The story revolves around a central family, the head of which Thomas Gradgrind, is a teacher whose sole purpose is to instil in his pupils a reliance on facts over any kind of imagination or fancy. He is joined in this belief by his close friend Bounderby, who also rejects any forms of emotion or flights of imagination, in favour of facts and logic. However, Gradgrind does take in the abandoned daughter of a circus performer, Sissy, who joins his family, and grows with them, which was a compassionate act for an emotionless man. The upshot of this form of education is the future choices of the Gradgrind children. The eldest daughter Louisa allows herself to be married off to Bounderby, when she is of age, as it will help her dissipated brother Tom, who has gambling debts and little conscience.

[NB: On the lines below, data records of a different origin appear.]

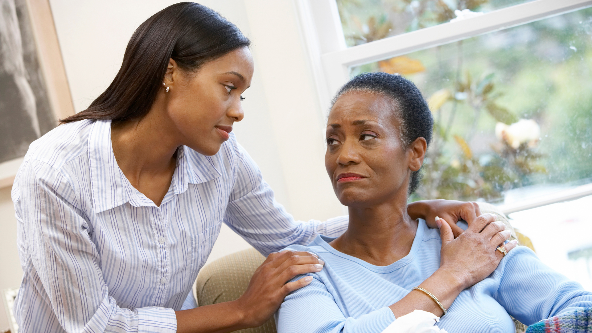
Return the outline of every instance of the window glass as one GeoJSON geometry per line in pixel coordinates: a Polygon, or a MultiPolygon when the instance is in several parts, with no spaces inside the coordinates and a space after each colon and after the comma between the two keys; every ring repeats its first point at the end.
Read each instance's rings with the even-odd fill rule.
{"type": "Polygon", "coordinates": [[[488,12],[532,0],[336,1],[346,42],[353,46],[448,22],[456,10],[488,12]]]}
{"type": "Polygon", "coordinates": [[[350,71],[398,73],[429,102],[413,200],[507,203],[592,182],[592,8],[350,71]]]}
{"type": "Polygon", "coordinates": [[[539,258],[555,270],[592,290],[592,197],[510,214],[512,226],[527,236],[539,258]]]}

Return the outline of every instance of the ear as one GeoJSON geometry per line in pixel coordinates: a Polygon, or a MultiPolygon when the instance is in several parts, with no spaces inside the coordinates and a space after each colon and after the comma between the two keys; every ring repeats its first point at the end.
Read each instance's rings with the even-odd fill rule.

The backdrop is the Industrial Revolution, with the lives of the factory workers thrown in stark relief to the pampered lives of the upper classes, and their good nature and care of each other contrasted with the reliance on facts and figures which loom so large in the lives of the wealthier characters. The stories of two of these workers, Stephen and Rachael, are sweet and tragic. Lives of quiet and hopeless struggle, but also honesty and genuine feeling.
It’s clear that Dickens wanted to show how divorced the factory owners and middle class were from the lives of the working man, and further, that one cannot simply work but must also have some joy, beauty and ideals to work towards. That a life of facts alone led to feeling disengaged from life and ones fellow man.
In that sense, the book makes good points, but it does so in more cartoonish and overdrawn ways than almost all the authors other works. It feels like more of a “message” politicised book, and as such, well, you feel a little bit less for the characters than you could. As an insight into the times, and how the world was changing very quickly, it’s quite fascinating. It’s true that the conditions of workers were deplorable, and that little care was taken for their quality of life, and also that the factories were an ugly blot on the landscape and the soot that was spewed out covered everything and could not be washed away.
That said though, the story moves at quite a good pace, with less description than the long passages in say Dombey and Son or David Copperfield, and the characters are often quite funny or their plight tragic enough to keep you interested and turning pages. A good story and an interesting insight into the times.
Read it if: You liked other Dickens like Pickwick Papers or The Curiosity Shop, but perhaps not a good first introduction to the author as it’s not him at his finest.